Here is what they found:

  • The patient’s vitamin D status was not significantly associated with age, gender or BMI (p > 0.05).
  • A total of 67% of the patients with CTS were vitamin D deficient (<10 ng/mL) with a mean 25(OH)D status of 6.83 ng/ml +64 ng/ml (p < 0.001).
  • Vitamin D status was inversely associated with CTS severity (p = 0.004).
  • Vitamin D deficiency was related to an elevated BMI and neuropathic pain.

The researchers concluded:

“The present study found that the frequency of mild CTS was significantly higher in patients with a vitamin D deficiency than in those without a vitamin D deficiency, and that the severity of the vitamin D deficiency was associated with the severity of CTS in patients with a vitamin D deficiency.”

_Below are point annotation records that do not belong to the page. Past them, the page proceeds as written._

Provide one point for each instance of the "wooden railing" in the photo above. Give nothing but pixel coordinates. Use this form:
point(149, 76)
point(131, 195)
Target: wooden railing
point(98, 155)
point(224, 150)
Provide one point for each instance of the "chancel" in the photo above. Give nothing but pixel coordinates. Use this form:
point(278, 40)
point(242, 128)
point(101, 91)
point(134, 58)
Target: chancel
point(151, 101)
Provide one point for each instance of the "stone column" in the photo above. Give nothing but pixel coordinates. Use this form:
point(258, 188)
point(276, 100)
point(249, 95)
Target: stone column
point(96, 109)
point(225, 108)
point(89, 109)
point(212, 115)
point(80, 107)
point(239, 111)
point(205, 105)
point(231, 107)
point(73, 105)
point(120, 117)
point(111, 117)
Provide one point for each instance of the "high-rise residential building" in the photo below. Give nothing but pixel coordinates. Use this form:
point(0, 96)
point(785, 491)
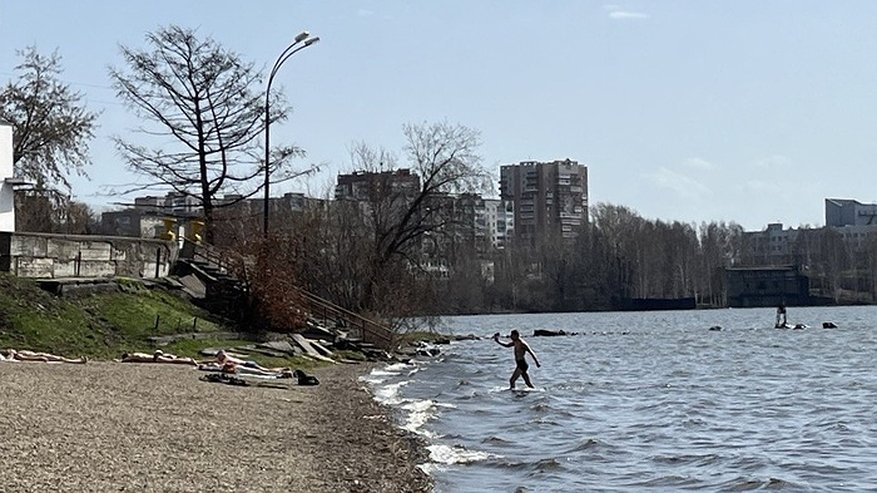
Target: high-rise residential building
point(362, 185)
point(549, 198)
point(846, 212)
point(7, 203)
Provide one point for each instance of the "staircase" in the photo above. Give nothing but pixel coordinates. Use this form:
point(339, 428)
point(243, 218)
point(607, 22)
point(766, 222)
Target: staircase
point(222, 292)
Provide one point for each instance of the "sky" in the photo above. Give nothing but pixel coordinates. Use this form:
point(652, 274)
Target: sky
point(751, 111)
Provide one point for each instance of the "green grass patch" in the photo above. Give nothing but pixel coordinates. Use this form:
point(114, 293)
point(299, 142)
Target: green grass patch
point(98, 326)
point(192, 348)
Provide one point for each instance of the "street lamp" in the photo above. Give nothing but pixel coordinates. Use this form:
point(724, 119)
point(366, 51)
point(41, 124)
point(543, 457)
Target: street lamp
point(302, 41)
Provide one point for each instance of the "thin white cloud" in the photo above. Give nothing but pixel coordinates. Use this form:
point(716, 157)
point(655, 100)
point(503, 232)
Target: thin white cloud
point(758, 186)
point(777, 160)
point(698, 163)
point(684, 186)
point(618, 12)
point(625, 15)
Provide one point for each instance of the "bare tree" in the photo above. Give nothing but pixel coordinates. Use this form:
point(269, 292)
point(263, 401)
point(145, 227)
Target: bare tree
point(206, 113)
point(51, 127)
point(444, 158)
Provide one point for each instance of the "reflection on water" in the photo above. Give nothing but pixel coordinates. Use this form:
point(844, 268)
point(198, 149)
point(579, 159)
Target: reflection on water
point(651, 401)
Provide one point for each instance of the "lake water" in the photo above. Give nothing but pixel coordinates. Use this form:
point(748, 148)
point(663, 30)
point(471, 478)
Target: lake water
point(650, 402)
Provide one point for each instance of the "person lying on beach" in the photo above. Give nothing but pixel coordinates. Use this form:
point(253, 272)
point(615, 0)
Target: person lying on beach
point(259, 371)
point(521, 349)
point(25, 355)
point(157, 357)
point(222, 358)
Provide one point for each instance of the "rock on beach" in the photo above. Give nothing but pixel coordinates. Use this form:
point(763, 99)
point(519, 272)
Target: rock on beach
point(143, 427)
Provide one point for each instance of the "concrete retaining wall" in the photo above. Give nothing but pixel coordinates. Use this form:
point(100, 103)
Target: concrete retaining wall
point(50, 256)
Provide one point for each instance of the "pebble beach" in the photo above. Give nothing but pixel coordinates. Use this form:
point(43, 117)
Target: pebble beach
point(106, 426)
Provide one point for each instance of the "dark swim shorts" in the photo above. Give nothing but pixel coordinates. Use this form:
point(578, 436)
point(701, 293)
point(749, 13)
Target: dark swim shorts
point(522, 365)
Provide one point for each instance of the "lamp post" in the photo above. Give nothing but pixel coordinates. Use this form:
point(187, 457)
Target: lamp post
point(302, 41)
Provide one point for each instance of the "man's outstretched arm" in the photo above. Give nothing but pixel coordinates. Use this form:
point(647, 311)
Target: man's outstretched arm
point(496, 338)
point(535, 359)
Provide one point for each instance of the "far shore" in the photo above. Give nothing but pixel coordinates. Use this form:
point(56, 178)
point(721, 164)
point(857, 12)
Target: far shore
point(145, 427)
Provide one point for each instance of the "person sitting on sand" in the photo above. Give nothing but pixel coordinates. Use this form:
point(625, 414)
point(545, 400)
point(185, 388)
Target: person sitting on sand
point(223, 358)
point(157, 357)
point(25, 355)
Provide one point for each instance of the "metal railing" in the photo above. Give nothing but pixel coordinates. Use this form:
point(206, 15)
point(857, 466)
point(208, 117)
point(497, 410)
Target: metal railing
point(371, 331)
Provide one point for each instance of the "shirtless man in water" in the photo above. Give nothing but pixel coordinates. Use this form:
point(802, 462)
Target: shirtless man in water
point(521, 349)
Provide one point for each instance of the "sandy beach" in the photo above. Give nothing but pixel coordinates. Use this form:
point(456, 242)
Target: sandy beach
point(107, 426)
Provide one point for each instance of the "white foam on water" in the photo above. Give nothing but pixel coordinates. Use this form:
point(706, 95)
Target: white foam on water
point(430, 468)
point(446, 454)
point(371, 380)
point(420, 412)
point(384, 373)
point(389, 394)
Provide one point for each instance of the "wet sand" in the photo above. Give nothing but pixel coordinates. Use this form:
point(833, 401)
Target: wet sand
point(142, 427)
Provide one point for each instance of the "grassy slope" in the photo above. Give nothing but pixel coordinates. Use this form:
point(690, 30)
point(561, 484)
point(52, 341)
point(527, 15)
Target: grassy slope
point(102, 326)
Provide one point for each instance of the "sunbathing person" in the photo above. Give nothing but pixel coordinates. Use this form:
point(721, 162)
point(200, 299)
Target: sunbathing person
point(222, 358)
point(25, 355)
point(157, 357)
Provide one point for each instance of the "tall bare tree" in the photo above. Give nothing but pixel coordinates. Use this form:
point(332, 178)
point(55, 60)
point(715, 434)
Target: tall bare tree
point(445, 159)
point(51, 126)
point(206, 114)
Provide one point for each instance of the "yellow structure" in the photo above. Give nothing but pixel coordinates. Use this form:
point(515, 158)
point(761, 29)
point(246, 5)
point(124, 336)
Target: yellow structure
point(197, 231)
point(170, 229)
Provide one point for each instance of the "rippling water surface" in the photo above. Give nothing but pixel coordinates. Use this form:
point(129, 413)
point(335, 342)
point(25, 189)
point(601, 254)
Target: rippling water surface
point(650, 401)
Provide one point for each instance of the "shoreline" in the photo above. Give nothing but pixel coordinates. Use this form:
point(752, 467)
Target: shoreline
point(123, 426)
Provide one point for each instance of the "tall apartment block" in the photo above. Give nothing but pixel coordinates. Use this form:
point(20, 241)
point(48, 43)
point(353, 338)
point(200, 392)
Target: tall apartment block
point(550, 198)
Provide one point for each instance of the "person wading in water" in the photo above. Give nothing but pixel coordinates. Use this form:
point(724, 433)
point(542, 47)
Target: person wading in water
point(521, 349)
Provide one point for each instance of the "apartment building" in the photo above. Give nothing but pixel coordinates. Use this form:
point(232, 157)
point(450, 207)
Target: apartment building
point(550, 198)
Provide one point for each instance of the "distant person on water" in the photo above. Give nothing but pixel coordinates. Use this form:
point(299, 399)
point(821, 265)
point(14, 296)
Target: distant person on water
point(521, 349)
point(781, 314)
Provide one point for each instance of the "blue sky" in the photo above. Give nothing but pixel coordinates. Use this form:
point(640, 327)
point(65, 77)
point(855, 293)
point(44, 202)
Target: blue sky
point(751, 111)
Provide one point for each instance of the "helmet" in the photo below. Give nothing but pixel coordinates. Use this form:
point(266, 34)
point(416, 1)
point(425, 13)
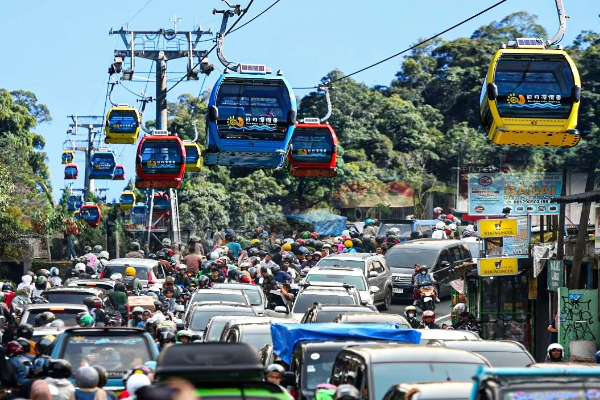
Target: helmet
point(102, 375)
point(410, 308)
point(44, 344)
point(25, 331)
point(275, 368)
point(7, 287)
point(47, 317)
point(87, 321)
point(87, 377)
point(347, 392)
point(137, 381)
point(14, 349)
point(60, 369)
point(184, 333)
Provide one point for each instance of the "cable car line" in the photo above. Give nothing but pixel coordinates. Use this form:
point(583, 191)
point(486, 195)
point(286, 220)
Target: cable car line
point(411, 47)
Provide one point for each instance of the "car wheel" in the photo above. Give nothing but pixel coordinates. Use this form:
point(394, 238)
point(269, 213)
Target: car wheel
point(387, 300)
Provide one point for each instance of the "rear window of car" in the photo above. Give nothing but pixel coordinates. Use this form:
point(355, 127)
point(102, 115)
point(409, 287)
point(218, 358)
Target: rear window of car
point(116, 353)
point(65, 314)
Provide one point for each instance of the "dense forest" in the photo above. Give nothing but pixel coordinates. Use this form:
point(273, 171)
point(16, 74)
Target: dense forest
point(405, 136)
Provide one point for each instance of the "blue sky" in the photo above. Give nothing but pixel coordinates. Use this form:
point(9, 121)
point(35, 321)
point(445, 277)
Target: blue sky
point(61, 49)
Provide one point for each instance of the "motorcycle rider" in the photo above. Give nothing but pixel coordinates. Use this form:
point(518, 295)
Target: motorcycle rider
point(425, 278)
point(410, 312)
point(429, 321)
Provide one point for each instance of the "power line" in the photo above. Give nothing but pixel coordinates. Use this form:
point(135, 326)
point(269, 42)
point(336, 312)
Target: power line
point(411, 47)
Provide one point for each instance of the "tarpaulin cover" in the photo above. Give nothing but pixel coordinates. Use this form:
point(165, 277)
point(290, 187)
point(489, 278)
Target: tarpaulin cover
point(324, 223)
point(285, 336)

This is the first study to find a relationship between vitamin D status and CTS. However, the study was limited by its observational design and lack of a control group. Also, none of the patients experienced severe CTS and vitamin D deficiency was highly prevalent which may have decreased the strength of its findings. The Vitamin D Council considers those to be vitamin D deficient when their 25(OH)D status drops below 30 ng/mL. The fact that the researchers utilized a reference range indicating severe deficiency by all standards recognized in the US and still found such a high prevalence, suggests that further research is warranted.

Therefore, large scaled clinical trials are needed to determine if vitamin D may be beneficial in the prevention and treatment of CTS.


Sturges, M. & Cannell, JJ. Vitamin D status linked with carpal tunnel syndrome, according to study. The Vitamin D Council Blog & Newsletter, 2016.


Tanik, N. et al. Does vitamin D deficiency trigger carpal tunnel syndrome? Journal of Back and Musculoskeletal Rehabilitation, 2016.